What remains when the painting has made all of these arguments is the surface itself. The thick clusters of waxy oil paint that protrude from the linen. The thin dots that sit flush against the weave. The contrast between the raised and the flat, the substantial and the ephemeral, the cellular and the informational. The painting is a tissue, not in the metaphorical sense but in the material sense: a layer of substance on a substrate, a skin of paint on a body of linen. The epithelial cells that Tan Mu paints are themselves tissues in this material sense. They grow on a substrate. They form a layer. They have a topography. The painting does not illustrate this structure. It shares it. The paint is the cell, and the linen is the dish, and the dots are the medium, and the light that falls on the surface and catches the ridges of the clusters is the same light that falls on a culture dish in a laboratory and makes the fluorescent proteins glow.
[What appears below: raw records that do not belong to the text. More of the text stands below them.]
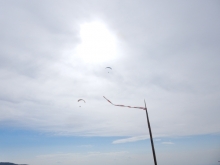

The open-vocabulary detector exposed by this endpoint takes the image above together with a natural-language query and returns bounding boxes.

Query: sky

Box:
[0,0,220,165]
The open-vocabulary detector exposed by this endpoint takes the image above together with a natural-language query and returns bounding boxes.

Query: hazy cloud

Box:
[0,0,220,137]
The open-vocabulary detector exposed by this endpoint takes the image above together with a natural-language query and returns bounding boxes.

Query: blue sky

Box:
[0,0,220,165]
[0,128,220,165]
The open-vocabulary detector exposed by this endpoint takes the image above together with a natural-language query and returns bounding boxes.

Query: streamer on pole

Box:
[103,96,157,165]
The painting does not represent the glow. It produces a glow of its own, through a different mechanism, at a different scale, for a different purpose. The purpose is to make you see what the biologist sees when she looks through the microscope, and to make you feel what she feels when she sees it: that the interior of the body is as organized, as structured, as beautiful, and as dangerous as the exterior of the world. The boundary that the epithelial cell maintains is the boundary between what we are and what we might become. The painting sits on that boundary, and it glows.